One of the best parts of Arsenal’s 2-0 win over Tottenham on Saturday has been laughing at the journos, former players and pundits who predicted that the Gunners would be completely humiliated.
Starting with the combined North London XI pieces, Alexis Sanchez and Hector Bellerin were the only Arsenal players to consistently make it into various outlets’ favoured teams.
The Mirror included Aaron Ramsey and the Daily Star also snuck in Laurent Koscielny but, for the most part, every outlet picked a Spurs-dominated combined XI.
Christian Eriksen was consistently included over Mesut Ozil (“Mesut Özil drifts out of games too often,” says the Guardian) and, according to ESPN, it would only take a “disciplined and tactically astute” side to deal with the Tottenham ace.
It’s a pity that Erikson and his teammates went missing on Saturday then.
We also had some rather interesting headlines, slating not only Arsenal’s form but the club in general. Not that journos like to put all their eggs in one basket or anything…
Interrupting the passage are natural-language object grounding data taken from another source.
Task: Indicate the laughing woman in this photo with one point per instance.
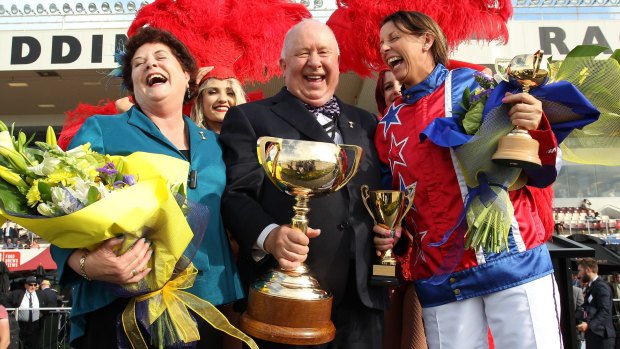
(158, 71)
(512, 292)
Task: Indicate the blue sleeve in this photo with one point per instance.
(90, 132)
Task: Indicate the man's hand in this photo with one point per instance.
(289, 246)
(582, 327)
(385, 239)
(526, 111)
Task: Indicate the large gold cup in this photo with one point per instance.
(288, 306)
(518, 148)
(387, 208)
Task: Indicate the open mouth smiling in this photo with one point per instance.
(394, 61)
(155, 79)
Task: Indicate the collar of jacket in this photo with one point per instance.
(426, 87)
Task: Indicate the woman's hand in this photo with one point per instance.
(526, 111)
(104, 265)
(385, 239)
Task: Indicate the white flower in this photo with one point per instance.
(47, 166)
(6, 140)
(65, 200)
(48, 210)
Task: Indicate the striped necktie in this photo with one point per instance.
(331, 110)
(30, 305)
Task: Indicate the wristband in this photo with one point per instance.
(82, 264)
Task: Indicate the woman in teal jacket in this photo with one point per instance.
(157, 69)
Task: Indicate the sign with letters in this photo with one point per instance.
(62, 49)
(94, 49)
(556, 38)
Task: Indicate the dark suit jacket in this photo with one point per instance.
(251, 202)
(598, 305)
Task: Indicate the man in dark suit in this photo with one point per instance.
(598, 326)
(30, 321)
(339, 250)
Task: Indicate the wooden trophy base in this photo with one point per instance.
(385, 275)
(288, 321)
(517, 149)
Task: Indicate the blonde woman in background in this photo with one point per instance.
(217, 92)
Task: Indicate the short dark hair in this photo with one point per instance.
(149, 35)
(417, 23)
(589, 263)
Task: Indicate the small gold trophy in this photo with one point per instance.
(518, 148)
(387, 208)
(288, 306)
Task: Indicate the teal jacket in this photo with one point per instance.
(217, 280)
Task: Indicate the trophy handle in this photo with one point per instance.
(409, 194)
(358, 156)
(261, 149)
(537, 60)
(365, 197)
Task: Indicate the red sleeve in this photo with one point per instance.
(454, 64)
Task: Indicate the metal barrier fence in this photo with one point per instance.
(55, 331)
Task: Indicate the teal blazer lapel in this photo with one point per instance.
(142, 122)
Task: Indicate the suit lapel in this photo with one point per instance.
(348, 125)
(290, 109)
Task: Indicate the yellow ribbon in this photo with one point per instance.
(170, 304)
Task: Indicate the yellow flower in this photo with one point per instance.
(33, 195)
(61, 176)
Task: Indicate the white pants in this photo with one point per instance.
(525, 316)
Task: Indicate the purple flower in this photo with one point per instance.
(128, 180)
(109, 169)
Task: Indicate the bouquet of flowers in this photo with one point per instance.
(79, 198)
(482, 119)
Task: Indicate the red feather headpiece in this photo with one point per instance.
(240, 38)
(356, 25)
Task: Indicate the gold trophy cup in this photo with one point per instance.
(287, 306)
(518, 148)
(387, 208)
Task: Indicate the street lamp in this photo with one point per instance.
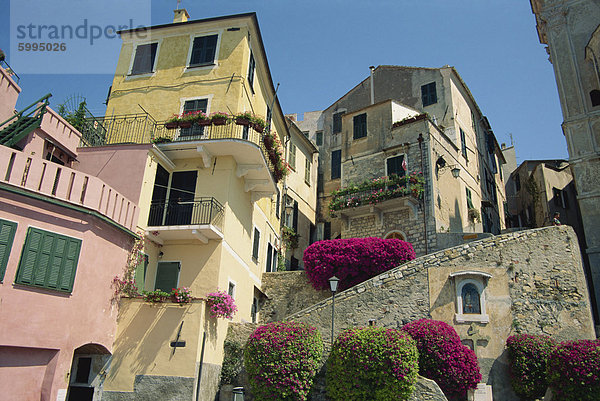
(333, 282)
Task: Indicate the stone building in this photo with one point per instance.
(403, 121)
(571, 31)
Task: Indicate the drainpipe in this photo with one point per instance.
(372, 68)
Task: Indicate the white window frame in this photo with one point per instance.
(135, 46)
(215, 63)
(391, 157)
(479, 280)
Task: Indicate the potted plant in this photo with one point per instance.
(219, 118)
(258, 124)
(244, 118)
(172, 122)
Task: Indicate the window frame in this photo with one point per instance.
(426, 93)
(130, 73)
(19, 273)
(188, 65)
(359, 128)
(9, 244)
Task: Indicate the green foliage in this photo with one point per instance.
(528, 358)
(281, 360)
(372, 363)
(233, 361)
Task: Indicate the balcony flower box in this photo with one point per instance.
(219, 118)
(243, 119)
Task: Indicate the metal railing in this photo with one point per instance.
(11, 73)
(197, 211)
(142, 128)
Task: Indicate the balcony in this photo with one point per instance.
(378, 195)
(243, 143)
(198, 219)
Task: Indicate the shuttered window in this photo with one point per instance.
(7, 235)
(167, 276)
(48, 260)
(204, 50)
On top of this, we had former players making outlandish claims, such as Paul Merson suggesting that Wenger RESIGN if he loses the game, Robbie Savage insisting that north London is already Lilywhite, and former Spurs chairman Sir Alan Sugar claiming that the Gunners are ‘resigned to being useless’. Honestly…
“It’s Spurs who are challenging for the title every year,” wrote Savage. “It’s Spurs who are beginning to make headway in the Champions League instead of chasing former glory on Thursday nights. It’s Spurs who have the best players and the best manager.”
If you say so, Rob.
A piece from the Mirror explained how Arsenal are the new Spurs because we fail to turn up for big games.
“Roy Keane’s infamous quote about Spurs was all about them failing to turn up in the big games, and the same thing can now be said about the Gunners,” wrote Mark Jones.
“They’ve lost at Liverpool and Manchester City already this season, and despite a draw at Chelsea there seems to be a worrying trend in which they demonstrate the same character flaws in these games over and over again.”
Oops. Somewhat ironic.
There’s something deeply satisfying about proving all the ‘experts’ wrong, isn’t there?